Democrats figure those votes should have been theirs, and that Mr. Nader actually siphoned off enough to cost their nominee, Al Gore, the presidential election in the year 2000.
He probably did. Just as Ross Perot probably siphoned enough votes from the opposite end of the political spectrum to allow Democrat Bill Clinton to win in 1992 and 1996.
So what? Abraham Lincoln got nowhere near a popular majority as he won the presidency in a four-way race in 1860. Most Americans figure that one worked out OK.
And then there was the great Republican split that threw a three-way presidential election to minority candidate Woodrow Wilson in 1912. You won’t hear many Democrats whining that this result was “unfair” — though it’s hard to imagine how any Republican could have done worse than an administration that brought us the income tax, the Federal Reserve Board, the war on drugs … and, in the end, couldn’t “keep us out of war,” either.
But now Mr. Nader says the Democrats did more than just wring their hands and snarl cuss words when he announced he was going to run again in 2004. This week, he filed suit in the Superior Court for the District of Columbia, seeking compensatory damages, punitive damages and injunctive relief from the Democratic Party, the Kerry-Edwards 2004 campaign and an affiliated group called The Ballot Project.

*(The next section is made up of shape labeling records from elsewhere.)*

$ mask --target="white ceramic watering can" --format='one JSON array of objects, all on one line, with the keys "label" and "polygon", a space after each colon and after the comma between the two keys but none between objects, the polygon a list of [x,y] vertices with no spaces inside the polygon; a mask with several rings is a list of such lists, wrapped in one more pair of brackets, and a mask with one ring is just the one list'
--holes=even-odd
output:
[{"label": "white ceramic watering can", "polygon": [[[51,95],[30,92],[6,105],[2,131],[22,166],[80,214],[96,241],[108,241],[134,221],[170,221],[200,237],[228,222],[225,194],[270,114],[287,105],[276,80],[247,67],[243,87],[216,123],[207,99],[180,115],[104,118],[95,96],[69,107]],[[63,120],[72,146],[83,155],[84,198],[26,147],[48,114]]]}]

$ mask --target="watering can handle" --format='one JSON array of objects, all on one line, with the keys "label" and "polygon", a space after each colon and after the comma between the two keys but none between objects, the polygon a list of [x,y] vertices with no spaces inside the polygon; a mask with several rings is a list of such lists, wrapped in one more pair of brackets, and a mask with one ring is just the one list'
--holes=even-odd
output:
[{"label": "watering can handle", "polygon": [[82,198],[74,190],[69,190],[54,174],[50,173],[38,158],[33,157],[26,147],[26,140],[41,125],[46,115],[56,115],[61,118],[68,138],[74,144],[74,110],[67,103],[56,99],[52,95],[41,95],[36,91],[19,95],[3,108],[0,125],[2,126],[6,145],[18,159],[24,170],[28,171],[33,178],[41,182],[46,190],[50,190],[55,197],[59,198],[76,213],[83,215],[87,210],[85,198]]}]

Mr. Nader accuses these outfits of jointly planning a nationwide effort to block him and his running mate, Peter Camejo, from state ballots “as a means to drive into deep debt or bankrupt the Nader-Camejo” campaign.
“The Democratic Party is going after anyone who represents a credible challenge to their monopoly over their perceived voters,” the Green Party-turned-independent candidate said Tuesday. “This lawsuit was filed to help advance a free and open election process for all candidates and voters. Candidate rights and voter rights nourish each other for more voices, choices, and a more open and competitive democracy.”
In the end, though, it doesn’t really matter whether these particular defendants broke any laws.
What’s beyond question is that the major parties have a vested interest in erecting high hurdles to ballot access — hurdles that cost “outside” challengers millions of dollars for petitioning and lawsuits to win what candidates with a “D” or an “R” after their names get for free — a place on the ballot.
And the present convoluted and expensive ballot access regime for minor-party candidates accomplishes just that.
This is wrong, and Mr. Nader is right. Voters deserve more voices and more choices on Election Day, not fewer.
Some modest petition or filing fee requirements, designed to keep the ballot from looking like a chunk of the phone book, make sense. But four or five or even eight or 10 candidates vying for a major office might finally break through the current beaver dam of the “handlers” and campaign consultants, placing a premium once again on fresh ideas and straight talk.
To say that such diversity risks “confusing the voters” is condescending garbage.